ProfileTree works with SMEs across Northern Ireland, Ireland, and the UK to deliver AI and digital training that is practical, compliance-aware, and designed for teams without a dedicated technology function. Sessions are structured around your actual use cases and tools rather than a generic curriculum, which significantly improves adoption rates after the training ends.
The Role of AI Certifications
Certifications have a role, but it is a supporting one rather than the centrepiece of your programme. For staff in Power User or Builder roles, credentials from Microsoft (Azure AI Engineer, AI-900 Fundamentals) or Google (Professional Machine Learning Engineer) signal a validated level of competence and support career development conversations. They are also increasingly relevant for client-facing roles where demonstrating AI capability is part of winning or retaining business.

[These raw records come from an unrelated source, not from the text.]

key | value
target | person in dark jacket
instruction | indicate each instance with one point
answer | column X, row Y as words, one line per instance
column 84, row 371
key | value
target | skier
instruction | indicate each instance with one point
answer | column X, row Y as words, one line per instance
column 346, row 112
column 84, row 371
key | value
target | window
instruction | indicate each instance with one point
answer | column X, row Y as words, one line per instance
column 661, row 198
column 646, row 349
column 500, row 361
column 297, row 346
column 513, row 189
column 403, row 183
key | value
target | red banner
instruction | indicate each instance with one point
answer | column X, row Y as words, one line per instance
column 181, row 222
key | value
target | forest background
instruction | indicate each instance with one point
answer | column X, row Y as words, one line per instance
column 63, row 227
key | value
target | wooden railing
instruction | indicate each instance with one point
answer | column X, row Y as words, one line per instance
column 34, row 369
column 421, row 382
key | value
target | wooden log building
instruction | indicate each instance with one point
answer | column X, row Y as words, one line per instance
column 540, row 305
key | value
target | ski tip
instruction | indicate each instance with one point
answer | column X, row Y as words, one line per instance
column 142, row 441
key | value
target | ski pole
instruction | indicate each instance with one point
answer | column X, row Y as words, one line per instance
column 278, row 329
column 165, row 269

For the broader team, certification is less important than practical fluency. A staff member who has completed a 90-minute internal workshop and can use your company’s AI tools accurately is more valuable in day-to-day terms than one who has passed an online exam but has never applied the knowledge in context. Build certification where it makes sense for the role, but do not make it the primary measure of success for your programme.
Conclusion
Developing AI skills in your team is a structural investment, not a one-off training event. Starting with a clear picture of where your people stand, defining the specific use cases that matter for your business, and building in compliance awareness from the outset will take you further than any generic course catalogue. The organisations that get this right are not necessarily the ones with the biggest training budgets: they are the ones that treat AI literacy as an ongoing capability rather than a project with an end date.
Ready to build AI capability across your team?

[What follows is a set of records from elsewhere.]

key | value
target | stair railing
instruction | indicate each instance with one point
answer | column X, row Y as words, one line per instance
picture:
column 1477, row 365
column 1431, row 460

ProfileTree delivers practical AI and digital training for SMEs across Northern Ireland, Ireland, and the UK. Sessions are tailored to your tools, your processes, and your compliance context. Talk to our team about AI training for your business.
FAQs
How do I start AI training for non-technical staff?

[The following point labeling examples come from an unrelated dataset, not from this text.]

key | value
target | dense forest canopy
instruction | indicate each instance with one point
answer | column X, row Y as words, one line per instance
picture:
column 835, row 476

Begin with tools your team already encounters rather than abstract theory. Platforms like Google’s Digital Garage offer genuinely accessible AI fundamentals at no cost. Pair this with a short internal session focused on the specific tools your business uses, and you will see faster adoption than any generic programme delivers.
What is the difference between AI upskilling and AI reskilling?
Upskilling adds AI capabilities to a role that already exists. A marketing coordinator who learns to use generative AI tools as part of their existing job is being upskilled. Reskilling prepares someone for a substantively different role; for example, a data entry operative whose current tasks are largely automated, who then needs to move into a data quality or oversight function.
Is AI literacy a technical or a soft skill?
The answer is both, and separating them creates a false choice. Using AI tools effectively requires some technical fluency: understanding which prompts produce which outputs, distinguishing between hallucinations and confident errors, and understanding data inputs and outputs.
How much does it cost to upskill a team in AI?
Costs vary widely by approach. Free resources like Google Digital Garage can bring Consumer-tier staff to a baseline standard at no direct cost. Online platforms (Coursera, LinkedIn Learning) typically run at £30 to £80 per seat per month. Bespoke in-person workshops from a specialist provider cost from £1,500 to £5,000 or more per session, depending on duration and group size.
What are the core AI competencies managers need?
Managers need four things above technical tool proficiency: the ability to evaluate AI output critically rather than accepting it at face value; a working understanding of the data privacy and compliance implications of the tools their teams use; the capacity to redesign workflows around AI rather than simply adding AI on top of existing processes; and the communication skills to manage team concerns about AI adoption transparently.